14.3 - Discriminant Analysis

Printer-friendly versionPrinter-friendly version

Discriminant analysis is the oldest of the three classification methods. It was originally developed for multivariate normal distributed data. Actually, for linear discriminant analysis to be optimal, the data as a whole should not be normally distributed but within each class the data should be normally distributed.  This means that if you could plot the data, each class would form an ellipsoid, but the means would differ.

The simplest type of discriminant analysis is called linear discriminant analysis or LDA.  The LDA model is appropriate when the ellipsoids have the same orientation as shown below.  A related method called quadratic discriminant analysis is appropriate when the ellipsoids have different orientations.

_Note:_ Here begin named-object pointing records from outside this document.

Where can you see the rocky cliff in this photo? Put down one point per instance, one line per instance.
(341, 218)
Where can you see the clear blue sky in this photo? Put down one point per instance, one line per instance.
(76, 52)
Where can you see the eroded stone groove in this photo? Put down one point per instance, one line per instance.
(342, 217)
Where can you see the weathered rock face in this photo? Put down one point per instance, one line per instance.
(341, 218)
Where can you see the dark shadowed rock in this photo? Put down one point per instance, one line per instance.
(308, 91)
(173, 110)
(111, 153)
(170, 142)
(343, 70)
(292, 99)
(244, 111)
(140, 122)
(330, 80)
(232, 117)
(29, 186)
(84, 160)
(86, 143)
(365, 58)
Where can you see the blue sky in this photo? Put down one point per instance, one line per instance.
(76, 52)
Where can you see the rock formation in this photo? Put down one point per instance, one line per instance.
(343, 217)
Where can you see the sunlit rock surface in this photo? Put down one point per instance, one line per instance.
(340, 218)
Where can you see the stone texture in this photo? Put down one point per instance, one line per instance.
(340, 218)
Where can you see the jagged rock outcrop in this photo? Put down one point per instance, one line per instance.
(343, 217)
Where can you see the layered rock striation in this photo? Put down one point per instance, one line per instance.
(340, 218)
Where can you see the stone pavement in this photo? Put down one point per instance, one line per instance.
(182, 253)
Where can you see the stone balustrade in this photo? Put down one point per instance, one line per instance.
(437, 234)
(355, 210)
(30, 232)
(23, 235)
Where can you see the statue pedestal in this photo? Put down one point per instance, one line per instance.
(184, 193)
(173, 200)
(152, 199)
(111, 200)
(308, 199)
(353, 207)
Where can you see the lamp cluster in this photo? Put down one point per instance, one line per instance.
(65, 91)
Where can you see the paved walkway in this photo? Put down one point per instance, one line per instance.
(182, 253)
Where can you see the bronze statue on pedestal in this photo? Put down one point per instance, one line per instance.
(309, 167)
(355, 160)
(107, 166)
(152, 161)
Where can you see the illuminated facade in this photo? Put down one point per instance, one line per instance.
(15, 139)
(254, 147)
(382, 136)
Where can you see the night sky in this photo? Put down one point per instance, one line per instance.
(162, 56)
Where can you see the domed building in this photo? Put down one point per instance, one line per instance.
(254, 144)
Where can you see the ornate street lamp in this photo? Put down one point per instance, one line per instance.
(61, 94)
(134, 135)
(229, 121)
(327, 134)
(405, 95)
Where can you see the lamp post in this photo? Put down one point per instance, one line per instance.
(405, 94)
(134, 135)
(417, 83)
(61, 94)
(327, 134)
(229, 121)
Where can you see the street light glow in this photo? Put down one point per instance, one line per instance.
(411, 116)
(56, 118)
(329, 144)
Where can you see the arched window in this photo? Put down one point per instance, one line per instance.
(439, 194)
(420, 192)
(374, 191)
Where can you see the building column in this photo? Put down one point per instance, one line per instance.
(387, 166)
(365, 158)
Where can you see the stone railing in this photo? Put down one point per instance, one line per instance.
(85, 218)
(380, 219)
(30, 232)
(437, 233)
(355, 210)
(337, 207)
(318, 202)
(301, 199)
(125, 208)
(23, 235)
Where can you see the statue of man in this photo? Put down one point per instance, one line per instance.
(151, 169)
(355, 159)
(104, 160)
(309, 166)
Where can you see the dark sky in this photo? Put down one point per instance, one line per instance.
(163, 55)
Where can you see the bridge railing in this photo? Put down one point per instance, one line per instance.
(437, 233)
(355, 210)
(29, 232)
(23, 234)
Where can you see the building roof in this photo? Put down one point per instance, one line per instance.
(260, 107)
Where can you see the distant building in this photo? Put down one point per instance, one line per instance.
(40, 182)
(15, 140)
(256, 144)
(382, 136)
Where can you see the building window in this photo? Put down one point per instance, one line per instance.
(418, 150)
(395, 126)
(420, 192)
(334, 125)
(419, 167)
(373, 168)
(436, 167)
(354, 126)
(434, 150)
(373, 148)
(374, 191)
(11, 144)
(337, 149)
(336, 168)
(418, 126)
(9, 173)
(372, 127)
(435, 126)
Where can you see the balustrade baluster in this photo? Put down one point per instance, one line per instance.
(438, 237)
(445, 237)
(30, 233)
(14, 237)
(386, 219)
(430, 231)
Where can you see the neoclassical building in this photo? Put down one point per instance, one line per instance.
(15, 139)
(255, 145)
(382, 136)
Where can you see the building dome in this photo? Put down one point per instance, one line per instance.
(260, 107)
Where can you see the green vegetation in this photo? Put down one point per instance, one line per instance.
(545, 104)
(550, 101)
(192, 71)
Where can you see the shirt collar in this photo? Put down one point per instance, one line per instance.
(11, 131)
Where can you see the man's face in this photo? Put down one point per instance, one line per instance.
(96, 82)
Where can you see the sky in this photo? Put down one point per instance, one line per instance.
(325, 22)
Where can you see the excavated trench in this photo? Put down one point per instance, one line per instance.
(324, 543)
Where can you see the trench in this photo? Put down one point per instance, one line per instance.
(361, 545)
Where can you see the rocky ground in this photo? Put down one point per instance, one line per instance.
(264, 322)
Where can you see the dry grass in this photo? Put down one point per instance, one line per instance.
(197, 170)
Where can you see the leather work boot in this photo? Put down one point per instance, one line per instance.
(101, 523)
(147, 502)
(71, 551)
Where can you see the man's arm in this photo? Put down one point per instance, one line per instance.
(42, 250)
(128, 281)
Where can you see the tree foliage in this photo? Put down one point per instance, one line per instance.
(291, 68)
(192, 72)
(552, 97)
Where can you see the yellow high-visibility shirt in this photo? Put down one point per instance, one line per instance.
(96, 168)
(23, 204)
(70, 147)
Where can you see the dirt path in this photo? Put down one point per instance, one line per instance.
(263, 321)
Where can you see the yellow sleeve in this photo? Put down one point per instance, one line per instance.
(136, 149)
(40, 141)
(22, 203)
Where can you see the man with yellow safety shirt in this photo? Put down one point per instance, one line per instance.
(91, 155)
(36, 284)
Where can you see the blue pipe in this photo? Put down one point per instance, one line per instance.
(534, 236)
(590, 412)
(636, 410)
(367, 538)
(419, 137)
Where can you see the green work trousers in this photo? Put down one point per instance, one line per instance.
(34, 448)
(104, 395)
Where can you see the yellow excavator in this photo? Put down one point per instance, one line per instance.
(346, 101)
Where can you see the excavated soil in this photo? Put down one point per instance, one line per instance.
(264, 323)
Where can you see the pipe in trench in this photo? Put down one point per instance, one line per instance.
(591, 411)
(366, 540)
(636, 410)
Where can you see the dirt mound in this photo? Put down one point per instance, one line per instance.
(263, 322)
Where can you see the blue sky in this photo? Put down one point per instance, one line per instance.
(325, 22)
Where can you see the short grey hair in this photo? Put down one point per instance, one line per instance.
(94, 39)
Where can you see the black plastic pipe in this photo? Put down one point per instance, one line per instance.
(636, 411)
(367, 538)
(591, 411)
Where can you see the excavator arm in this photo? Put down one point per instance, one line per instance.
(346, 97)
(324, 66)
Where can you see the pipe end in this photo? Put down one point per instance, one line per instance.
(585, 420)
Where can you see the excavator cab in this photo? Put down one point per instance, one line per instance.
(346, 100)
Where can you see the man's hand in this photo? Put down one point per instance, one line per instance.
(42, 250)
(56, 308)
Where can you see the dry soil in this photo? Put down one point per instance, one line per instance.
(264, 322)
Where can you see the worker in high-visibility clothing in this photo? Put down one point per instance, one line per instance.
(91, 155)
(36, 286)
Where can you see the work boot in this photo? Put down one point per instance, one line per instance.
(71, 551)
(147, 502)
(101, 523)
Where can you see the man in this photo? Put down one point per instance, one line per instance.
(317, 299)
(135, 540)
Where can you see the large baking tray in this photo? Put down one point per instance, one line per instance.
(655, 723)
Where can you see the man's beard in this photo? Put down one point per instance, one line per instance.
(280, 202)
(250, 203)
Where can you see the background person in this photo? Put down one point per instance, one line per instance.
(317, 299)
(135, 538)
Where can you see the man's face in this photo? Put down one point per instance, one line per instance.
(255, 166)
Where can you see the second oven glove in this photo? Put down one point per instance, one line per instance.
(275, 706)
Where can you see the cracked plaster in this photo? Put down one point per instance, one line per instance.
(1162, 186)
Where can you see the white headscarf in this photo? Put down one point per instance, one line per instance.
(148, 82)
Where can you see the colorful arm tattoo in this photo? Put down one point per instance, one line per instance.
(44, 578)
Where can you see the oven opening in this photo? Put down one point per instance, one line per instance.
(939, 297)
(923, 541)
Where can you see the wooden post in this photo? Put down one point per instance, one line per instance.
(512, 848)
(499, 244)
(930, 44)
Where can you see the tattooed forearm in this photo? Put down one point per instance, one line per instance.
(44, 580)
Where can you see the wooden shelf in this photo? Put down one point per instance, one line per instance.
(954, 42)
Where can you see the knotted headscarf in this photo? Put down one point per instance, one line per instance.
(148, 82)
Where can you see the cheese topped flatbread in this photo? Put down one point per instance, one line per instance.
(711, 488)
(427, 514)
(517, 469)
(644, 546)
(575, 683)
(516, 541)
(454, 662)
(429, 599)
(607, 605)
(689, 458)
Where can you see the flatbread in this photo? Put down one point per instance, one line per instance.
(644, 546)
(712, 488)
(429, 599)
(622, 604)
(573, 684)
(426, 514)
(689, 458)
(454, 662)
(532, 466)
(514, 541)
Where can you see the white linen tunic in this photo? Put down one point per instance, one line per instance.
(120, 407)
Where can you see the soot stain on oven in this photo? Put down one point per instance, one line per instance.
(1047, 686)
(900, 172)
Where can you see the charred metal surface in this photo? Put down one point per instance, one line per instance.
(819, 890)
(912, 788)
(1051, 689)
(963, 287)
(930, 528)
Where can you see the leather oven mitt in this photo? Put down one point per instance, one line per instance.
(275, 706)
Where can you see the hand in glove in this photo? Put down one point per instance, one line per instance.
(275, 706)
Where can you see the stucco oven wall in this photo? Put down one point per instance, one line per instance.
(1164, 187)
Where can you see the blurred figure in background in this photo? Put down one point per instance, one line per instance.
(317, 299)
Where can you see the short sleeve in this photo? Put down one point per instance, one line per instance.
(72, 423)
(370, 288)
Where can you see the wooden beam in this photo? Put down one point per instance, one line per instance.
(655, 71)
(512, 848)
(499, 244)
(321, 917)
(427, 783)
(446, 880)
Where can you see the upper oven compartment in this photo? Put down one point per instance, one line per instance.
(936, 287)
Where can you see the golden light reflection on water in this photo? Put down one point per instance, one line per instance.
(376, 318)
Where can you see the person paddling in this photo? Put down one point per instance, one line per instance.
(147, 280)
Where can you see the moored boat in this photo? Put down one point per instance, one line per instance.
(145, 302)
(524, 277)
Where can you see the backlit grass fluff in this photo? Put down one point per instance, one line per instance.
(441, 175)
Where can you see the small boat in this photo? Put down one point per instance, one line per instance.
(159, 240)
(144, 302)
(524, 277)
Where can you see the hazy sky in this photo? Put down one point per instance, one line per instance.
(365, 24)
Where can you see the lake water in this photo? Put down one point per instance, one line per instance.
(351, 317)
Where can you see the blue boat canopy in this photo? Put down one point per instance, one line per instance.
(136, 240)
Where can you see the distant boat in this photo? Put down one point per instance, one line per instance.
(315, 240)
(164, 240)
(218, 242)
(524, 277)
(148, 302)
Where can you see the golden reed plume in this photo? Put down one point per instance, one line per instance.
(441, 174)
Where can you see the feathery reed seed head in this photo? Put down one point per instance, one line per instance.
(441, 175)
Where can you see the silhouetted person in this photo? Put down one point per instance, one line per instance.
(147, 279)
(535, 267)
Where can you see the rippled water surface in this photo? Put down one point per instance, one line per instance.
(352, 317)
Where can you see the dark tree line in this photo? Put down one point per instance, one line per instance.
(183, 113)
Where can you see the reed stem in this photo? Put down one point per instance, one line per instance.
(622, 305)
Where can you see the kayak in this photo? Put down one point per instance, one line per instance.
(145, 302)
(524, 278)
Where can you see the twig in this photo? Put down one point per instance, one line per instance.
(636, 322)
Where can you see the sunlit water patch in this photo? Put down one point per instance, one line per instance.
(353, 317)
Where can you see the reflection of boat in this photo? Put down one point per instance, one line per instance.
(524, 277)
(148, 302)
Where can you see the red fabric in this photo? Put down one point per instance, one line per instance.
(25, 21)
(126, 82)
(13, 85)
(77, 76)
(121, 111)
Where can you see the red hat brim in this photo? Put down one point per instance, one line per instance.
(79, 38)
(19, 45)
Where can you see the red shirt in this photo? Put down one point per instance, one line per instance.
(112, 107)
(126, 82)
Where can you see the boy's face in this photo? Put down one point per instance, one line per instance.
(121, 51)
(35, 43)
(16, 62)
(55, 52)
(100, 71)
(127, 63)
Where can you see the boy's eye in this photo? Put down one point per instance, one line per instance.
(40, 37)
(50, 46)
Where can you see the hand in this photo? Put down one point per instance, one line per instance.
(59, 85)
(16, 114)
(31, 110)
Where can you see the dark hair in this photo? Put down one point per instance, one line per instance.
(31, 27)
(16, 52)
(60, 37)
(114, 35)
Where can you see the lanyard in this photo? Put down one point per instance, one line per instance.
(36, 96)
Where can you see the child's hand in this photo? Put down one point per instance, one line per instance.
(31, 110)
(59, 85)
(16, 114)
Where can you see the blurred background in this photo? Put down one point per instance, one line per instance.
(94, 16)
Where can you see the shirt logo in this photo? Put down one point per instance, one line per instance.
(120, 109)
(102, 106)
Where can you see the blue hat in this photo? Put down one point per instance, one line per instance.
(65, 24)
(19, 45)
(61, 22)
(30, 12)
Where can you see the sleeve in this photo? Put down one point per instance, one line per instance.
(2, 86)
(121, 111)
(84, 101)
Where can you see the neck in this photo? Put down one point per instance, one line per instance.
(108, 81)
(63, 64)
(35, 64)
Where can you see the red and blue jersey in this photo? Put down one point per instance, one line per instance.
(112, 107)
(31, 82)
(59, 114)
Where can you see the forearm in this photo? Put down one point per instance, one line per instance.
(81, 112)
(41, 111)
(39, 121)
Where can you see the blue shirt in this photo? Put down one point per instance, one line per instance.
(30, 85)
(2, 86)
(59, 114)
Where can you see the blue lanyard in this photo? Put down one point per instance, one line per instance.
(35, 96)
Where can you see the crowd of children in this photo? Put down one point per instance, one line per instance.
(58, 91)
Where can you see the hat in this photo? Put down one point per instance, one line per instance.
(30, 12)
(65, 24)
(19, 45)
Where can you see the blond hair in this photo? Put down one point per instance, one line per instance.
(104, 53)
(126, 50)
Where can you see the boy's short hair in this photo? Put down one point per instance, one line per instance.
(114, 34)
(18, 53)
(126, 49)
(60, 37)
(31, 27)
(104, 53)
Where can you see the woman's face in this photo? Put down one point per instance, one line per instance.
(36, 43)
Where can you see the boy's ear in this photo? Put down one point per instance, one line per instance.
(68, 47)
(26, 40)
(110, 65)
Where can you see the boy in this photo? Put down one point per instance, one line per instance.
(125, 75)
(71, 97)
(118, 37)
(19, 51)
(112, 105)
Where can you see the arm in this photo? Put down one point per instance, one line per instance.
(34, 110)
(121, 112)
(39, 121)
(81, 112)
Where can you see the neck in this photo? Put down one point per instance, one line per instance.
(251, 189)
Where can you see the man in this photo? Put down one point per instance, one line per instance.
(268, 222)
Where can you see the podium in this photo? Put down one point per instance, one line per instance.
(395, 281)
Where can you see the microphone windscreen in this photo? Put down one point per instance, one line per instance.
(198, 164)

To understand how the method works, consider the 2 ellipses in Figure 1a, which have the same orientation and spread.  Now consider drawing any line on the plot, and putting the centers of the ellipses on the line by drawing an orthogonal to the line (Figure 1b shows 2 examples).  Now consider putting all the data on the line also by drawing an orthogonal from each data point to the line (Figure 1c).  This is called the orthogonal projection.

For each ellipse, the projected data has a Normal distribution (Figure 1d) with mean the projected center and some variance.  As we change the orientation of the lines, the mean and variance change.  Note that only the orientation of the lines matters to the distance between the means and the 2 variances.   For a given line, call the two means \(\mu_1\) and \(\mu_2\) and the two variances \(\sigma^2_1\) and \(\sigma^2_2\).  Then similar to the two-sample t-test, we consider the difference between the means measured in SDs is

\[\frac{\mu_1- \mu_2}{\sqrt{\sigma^2_1+\sigma^2_2}}\]

Now consider a point M on the line which minimizes \((\mu_1-M)^2/\sigma_1^2 + (\mu_2-M)^2/\sigma_2^2\).  When the variances are the same, M is just the midpoint between the two means.  The orthogonal line going through M is called a separating line. (Figure 1e) (When there are more than two dimensions it is called a separating hyperplane.)  The best separating line (hyperplane) is the line going through M that is orthogonal to the projection minimizing the difference in means.  Data points are classified according to which side of the hyperplane they lie on or alternatively, to the class whose projected mean is closest to the projected point.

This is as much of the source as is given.